RS: Could you please walk the readers through your creative process when you are approaching a new project. Are you a method writer or does your narrative evolve and grow spontaneously while you write?
JAP: Having begun as a poet, I’m a language-oriented writer who still composes line by line, hearing the beats and stress of each line and phrase (my excuse for being so slow, along with working as an academic and administrator until recently). My novels don’t begin with ideas but with the writing itself: a scene, a defined voice caught up in a specific action. That scene may finally be located toward the middle of a novel, but Night Watch begins just as the process of writing the novel began for me. Years of research and writing followed.
RS: Your books explore different facets of life and human beings and also belong to different genres. Shelter, for instance, is an evocation of childhood rite-of-passage. Quiet Dell is based on a true murder story etc. What makes you decide on the narrative that you want to take up for your book?
JAP: The writing, in my experience, has to find the structure: I always told my students that material should dictate form, not the other way around. I want my work to progress organically, in a kind of spiral construction that uncoils concentrically outward from a luminous core, which is the original passionate inquiry of that first scene, the voice, the words. The whole book is there but it’s like following a whisper into one revelation after another.
RS: For a writer, all books are their creative offspring and it is difficult to pick out a favourite. Even so, I would love to know which of your books gave you the most creative satisfaction and why.

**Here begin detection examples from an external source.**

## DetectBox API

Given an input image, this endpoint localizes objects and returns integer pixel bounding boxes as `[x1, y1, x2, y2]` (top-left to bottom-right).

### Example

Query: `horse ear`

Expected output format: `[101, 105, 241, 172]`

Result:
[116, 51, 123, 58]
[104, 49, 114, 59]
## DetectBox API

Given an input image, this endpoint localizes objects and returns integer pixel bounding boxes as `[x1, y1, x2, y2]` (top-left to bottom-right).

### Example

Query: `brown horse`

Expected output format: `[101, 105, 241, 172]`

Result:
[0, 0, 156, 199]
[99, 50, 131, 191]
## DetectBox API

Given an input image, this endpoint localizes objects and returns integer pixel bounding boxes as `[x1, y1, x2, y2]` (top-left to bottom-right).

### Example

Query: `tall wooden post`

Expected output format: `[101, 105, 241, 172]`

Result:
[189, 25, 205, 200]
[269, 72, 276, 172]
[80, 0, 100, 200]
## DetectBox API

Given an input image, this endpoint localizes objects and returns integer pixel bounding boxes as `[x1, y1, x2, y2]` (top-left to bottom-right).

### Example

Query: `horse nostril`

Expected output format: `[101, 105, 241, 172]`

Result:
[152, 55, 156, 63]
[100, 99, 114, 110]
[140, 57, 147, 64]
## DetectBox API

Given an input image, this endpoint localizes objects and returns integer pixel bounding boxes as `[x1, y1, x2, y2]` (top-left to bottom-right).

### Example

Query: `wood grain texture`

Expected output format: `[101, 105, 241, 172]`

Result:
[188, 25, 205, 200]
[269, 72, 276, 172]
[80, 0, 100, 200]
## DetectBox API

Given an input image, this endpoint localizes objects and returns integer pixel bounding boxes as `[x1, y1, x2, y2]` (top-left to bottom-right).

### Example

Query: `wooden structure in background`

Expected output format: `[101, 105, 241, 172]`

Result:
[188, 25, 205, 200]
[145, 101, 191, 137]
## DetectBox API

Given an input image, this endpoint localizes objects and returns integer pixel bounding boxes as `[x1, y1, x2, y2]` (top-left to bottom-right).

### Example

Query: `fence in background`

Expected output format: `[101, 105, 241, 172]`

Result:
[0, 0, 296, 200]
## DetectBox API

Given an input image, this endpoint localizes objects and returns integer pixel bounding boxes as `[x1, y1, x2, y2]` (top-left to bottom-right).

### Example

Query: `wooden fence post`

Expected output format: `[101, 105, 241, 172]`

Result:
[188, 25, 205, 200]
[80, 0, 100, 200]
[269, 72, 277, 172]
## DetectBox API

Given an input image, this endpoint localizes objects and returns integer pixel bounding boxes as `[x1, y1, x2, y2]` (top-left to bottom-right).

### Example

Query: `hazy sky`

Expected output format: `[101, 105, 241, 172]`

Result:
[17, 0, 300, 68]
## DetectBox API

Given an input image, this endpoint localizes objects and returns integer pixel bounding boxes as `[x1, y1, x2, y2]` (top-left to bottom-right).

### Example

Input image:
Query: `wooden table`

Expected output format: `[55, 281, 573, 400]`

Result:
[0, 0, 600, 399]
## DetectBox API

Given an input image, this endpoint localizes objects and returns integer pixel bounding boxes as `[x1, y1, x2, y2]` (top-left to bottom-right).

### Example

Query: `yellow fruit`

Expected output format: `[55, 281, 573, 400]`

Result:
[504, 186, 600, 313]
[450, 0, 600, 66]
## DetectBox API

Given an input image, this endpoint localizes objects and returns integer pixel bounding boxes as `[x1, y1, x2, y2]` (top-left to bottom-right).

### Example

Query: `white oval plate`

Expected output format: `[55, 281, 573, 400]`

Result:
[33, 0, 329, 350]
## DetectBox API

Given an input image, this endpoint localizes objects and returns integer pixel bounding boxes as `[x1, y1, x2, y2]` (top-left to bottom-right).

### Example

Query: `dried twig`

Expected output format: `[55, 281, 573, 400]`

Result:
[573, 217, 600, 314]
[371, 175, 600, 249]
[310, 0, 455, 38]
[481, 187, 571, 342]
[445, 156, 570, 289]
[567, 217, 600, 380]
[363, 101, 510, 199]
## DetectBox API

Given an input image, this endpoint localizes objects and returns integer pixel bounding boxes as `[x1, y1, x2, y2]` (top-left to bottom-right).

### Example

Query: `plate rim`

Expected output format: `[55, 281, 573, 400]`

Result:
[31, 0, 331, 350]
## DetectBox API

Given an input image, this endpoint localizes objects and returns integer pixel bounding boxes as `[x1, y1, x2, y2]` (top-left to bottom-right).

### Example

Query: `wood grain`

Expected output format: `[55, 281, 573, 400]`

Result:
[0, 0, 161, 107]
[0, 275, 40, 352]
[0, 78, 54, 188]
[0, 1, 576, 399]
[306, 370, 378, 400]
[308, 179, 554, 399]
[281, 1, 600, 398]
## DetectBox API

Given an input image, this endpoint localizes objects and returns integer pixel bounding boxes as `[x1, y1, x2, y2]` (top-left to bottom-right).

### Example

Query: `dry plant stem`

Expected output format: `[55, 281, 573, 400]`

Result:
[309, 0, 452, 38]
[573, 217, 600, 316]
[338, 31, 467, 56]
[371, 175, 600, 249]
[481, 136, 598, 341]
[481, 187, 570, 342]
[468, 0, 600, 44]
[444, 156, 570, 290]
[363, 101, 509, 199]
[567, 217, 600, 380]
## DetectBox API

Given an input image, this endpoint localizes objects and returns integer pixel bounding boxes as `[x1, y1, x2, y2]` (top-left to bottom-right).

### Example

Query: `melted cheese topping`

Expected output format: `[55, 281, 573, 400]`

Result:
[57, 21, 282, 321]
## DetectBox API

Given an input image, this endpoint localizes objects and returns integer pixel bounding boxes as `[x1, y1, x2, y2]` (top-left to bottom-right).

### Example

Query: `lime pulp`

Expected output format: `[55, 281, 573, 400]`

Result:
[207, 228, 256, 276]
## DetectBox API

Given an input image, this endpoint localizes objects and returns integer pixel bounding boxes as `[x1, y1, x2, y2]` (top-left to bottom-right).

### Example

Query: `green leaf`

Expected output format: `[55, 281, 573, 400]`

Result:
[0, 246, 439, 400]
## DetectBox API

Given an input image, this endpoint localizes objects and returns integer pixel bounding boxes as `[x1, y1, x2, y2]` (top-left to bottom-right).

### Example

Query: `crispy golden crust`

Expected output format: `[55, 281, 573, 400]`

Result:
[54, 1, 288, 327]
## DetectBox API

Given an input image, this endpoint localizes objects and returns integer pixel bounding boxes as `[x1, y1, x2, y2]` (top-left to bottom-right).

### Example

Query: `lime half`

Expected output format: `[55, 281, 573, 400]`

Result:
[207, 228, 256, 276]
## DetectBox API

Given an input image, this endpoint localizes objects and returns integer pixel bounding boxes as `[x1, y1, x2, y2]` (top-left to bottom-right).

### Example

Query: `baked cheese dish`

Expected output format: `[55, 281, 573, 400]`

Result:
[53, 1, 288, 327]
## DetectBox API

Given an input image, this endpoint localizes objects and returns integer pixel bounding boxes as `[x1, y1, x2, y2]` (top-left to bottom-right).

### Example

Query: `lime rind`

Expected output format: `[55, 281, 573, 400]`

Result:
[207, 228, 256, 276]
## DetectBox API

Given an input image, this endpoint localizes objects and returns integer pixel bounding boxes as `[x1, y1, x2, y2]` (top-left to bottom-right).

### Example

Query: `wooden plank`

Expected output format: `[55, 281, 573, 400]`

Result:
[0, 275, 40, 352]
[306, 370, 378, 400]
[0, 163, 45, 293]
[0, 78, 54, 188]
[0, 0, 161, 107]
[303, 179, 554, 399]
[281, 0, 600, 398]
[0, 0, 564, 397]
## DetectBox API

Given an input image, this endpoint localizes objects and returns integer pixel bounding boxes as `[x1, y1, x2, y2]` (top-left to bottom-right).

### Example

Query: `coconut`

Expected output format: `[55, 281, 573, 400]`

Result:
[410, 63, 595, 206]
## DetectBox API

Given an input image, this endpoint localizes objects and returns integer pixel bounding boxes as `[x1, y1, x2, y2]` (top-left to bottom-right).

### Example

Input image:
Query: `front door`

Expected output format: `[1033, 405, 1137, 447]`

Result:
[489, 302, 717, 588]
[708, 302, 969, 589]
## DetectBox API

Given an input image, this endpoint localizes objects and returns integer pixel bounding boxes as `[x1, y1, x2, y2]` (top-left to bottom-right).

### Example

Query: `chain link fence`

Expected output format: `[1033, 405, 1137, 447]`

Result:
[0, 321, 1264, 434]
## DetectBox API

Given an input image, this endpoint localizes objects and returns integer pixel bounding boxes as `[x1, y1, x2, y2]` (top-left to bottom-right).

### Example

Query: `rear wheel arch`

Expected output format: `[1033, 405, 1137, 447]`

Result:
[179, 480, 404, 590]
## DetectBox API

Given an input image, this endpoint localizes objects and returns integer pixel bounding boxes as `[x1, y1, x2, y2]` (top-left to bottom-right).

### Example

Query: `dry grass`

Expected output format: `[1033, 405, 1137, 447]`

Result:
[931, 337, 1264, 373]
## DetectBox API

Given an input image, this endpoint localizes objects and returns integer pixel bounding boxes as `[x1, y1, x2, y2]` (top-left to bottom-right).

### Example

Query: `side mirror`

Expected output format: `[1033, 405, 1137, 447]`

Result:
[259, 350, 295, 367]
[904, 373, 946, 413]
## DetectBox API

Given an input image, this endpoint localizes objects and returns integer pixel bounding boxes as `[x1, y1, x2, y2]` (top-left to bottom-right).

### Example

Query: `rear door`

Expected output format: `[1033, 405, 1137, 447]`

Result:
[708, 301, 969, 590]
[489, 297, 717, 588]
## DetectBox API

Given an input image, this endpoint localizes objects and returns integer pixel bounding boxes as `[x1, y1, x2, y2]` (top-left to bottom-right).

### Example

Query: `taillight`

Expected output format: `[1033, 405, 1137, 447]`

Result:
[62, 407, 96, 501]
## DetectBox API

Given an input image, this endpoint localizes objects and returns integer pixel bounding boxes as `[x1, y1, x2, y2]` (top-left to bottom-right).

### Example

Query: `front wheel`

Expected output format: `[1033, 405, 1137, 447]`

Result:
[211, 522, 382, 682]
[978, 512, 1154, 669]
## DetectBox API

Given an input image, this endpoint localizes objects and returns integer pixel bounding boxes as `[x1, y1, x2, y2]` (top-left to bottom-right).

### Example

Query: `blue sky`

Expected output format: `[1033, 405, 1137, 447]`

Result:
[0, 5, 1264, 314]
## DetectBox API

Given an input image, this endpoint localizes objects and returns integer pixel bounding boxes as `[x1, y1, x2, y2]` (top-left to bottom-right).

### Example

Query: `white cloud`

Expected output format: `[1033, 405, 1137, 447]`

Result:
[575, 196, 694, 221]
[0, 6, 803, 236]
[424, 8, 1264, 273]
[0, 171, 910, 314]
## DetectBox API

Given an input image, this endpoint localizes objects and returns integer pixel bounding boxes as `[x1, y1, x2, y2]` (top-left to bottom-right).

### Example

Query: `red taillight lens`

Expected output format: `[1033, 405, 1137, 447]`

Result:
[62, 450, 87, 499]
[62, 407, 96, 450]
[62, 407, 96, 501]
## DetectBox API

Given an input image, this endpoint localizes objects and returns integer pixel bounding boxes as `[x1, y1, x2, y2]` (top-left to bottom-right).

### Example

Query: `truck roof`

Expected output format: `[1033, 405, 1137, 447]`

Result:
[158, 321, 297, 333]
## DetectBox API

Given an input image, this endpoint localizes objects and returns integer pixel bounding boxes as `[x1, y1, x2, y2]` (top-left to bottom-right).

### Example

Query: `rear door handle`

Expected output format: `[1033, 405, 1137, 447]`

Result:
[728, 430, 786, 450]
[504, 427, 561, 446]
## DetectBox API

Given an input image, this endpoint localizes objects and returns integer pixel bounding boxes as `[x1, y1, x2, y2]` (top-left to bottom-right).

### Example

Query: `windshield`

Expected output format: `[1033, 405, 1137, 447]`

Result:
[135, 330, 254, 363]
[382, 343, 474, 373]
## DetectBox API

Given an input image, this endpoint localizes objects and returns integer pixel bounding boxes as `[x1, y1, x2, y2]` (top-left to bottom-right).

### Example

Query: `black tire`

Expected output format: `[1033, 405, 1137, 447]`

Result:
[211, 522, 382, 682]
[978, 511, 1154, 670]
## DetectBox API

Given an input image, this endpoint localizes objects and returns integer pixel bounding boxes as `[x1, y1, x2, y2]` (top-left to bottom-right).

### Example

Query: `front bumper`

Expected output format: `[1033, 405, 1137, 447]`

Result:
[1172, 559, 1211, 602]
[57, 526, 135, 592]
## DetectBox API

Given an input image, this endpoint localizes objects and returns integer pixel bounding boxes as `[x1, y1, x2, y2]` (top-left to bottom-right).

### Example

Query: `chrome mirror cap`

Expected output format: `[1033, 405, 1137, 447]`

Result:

JAP: I definitely don’t have a favorite: I see my books as connected. All the words are on a long scroll, surely, somewhere.
RS: You are an award winning novelist and short story writer. Our readers include a lot of young, upcoming writers. What advice would you give them about honing their craft as a writer? What aspects of writing should they focus on, so as to become better novelists or writers?
JAP: Writers are born, I think, into a family dynamic that casts them as the confidante, the one who listens to the stories, who keeps the secrets, the “writer in the family,” the child who almost functions as an inchoate adult consciousness within the group, the one whose boundaries are permeable, who never quite detaches as an individual. So there’s that. Reading is the other piece – most writers read voraciously even as children, and segue into reading for instruction on seeing, knowing, for guidance and mystery, reading all of an author’s work in order to see inside it, reading literature widely and deeply, discovering as the lights turn on. You need to find your allies and keep them close. Writing is hard work and dogged persistence, and intense, perilous desire.
RS: Are you working on another book as we speak? Our readers would love to know when your next book will be in the book stores.
JAP: I’m working on a book but I never talk about work that is still in progress. The book is partially secret, even to me.
Thank you so much, Jayne Anne, for taking time out to speak with The Wise Owl. We wish you the very best in all your creative and literary endeavours.